Working from Home

An interesting idea, wonderful for some, disastrous for others. Through the pandemic, most people worked from home, and some studies even showed that productivity went up. Commuting time (stupidly sitting in traffic for hours every day) went away for many people, and if you had to go to the office during and closely after the pandemic, traffic was a breeze.

Of course not everyone can work from home – if you work in retail for example… Then, of the people who can theoretically work from home, not everyone can work from home. Due to a lack of self discipline and discipline from management.

The people pushing to get back to the office was of course the landlords. Bad for business if everyone works from home.

Then also the micro managers. They have to see a body in a chair at the office – which means that body is productive. Yea right. So instead of managing the output of individuals, it is just so much easier to get everyone back to the office.

There are of course downsides to working from home. For some people, the days just keep on getting longer. The problem with that is that working longer hours does not make you more productive. On the contrary. Also – you are now expected to be available long after normal working hours. When you go to an office, there are definite hours you are supposed to be there – so there is a cut-off point somewhere in the afternoon where the work stops and personal time starts. Not so much when you work from home. Another thing is (only for extroverts) loneliness. Most introverts get along happily without seeing other people, but extroverts need to see and interact with people.

So this is one side of the story. The other side is of course the people who cannot work unsupervised.

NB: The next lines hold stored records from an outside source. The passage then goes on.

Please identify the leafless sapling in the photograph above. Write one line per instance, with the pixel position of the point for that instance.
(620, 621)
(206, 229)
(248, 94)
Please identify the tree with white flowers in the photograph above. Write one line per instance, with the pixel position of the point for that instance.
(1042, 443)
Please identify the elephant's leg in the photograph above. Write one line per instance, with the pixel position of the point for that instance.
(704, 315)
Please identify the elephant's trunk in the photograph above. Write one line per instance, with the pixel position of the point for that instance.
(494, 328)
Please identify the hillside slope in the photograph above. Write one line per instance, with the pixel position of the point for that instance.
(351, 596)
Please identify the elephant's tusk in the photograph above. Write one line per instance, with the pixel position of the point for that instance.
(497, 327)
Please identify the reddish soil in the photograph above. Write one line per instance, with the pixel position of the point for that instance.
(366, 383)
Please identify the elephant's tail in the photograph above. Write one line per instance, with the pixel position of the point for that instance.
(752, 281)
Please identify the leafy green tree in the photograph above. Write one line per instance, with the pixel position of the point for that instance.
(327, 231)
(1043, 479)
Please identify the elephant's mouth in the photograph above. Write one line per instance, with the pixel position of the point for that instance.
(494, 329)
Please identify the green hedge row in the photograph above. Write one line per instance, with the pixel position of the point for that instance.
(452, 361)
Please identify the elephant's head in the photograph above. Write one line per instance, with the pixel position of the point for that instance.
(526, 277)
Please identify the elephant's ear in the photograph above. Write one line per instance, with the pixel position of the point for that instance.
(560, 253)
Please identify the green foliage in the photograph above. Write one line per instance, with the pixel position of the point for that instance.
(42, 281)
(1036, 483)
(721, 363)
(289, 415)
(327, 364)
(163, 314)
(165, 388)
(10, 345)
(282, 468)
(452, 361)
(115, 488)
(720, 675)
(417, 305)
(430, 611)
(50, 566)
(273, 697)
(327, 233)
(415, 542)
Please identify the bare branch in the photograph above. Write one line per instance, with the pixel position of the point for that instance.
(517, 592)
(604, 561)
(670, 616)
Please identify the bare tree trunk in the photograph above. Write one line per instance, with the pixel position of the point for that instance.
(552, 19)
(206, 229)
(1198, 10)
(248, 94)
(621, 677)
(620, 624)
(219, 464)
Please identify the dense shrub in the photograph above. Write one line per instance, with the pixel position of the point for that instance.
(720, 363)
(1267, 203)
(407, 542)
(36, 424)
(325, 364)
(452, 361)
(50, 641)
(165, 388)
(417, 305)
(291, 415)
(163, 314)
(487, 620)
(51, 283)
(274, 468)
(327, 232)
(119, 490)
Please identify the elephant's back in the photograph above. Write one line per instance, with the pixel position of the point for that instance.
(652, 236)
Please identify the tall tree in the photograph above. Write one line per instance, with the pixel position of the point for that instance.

Get up late, binge watch TV, shopping and other such not so much productive activities. And then, as I mentioned earlier, these people are the cause that many people are called back to the office.

The solution (OK, my solution) is to have a hybrid system, with some sliding scale of how much you can work from home – from 100% down to 0%. The biggest problem with this is – management. You need some real good and strong managers to make this work. And, realistically you will have to compensate the people who can’t work from home – retail and such – but not the people who do not have the discipline…

There is also the drive from some companies to force people back to the office with the hope that many will resign so the companies can downsize.

Think of the advantages – if half the people work from home, you halve the traffic, and fuel consumption, and carbon emissions. And best of all – dead time spent commuting.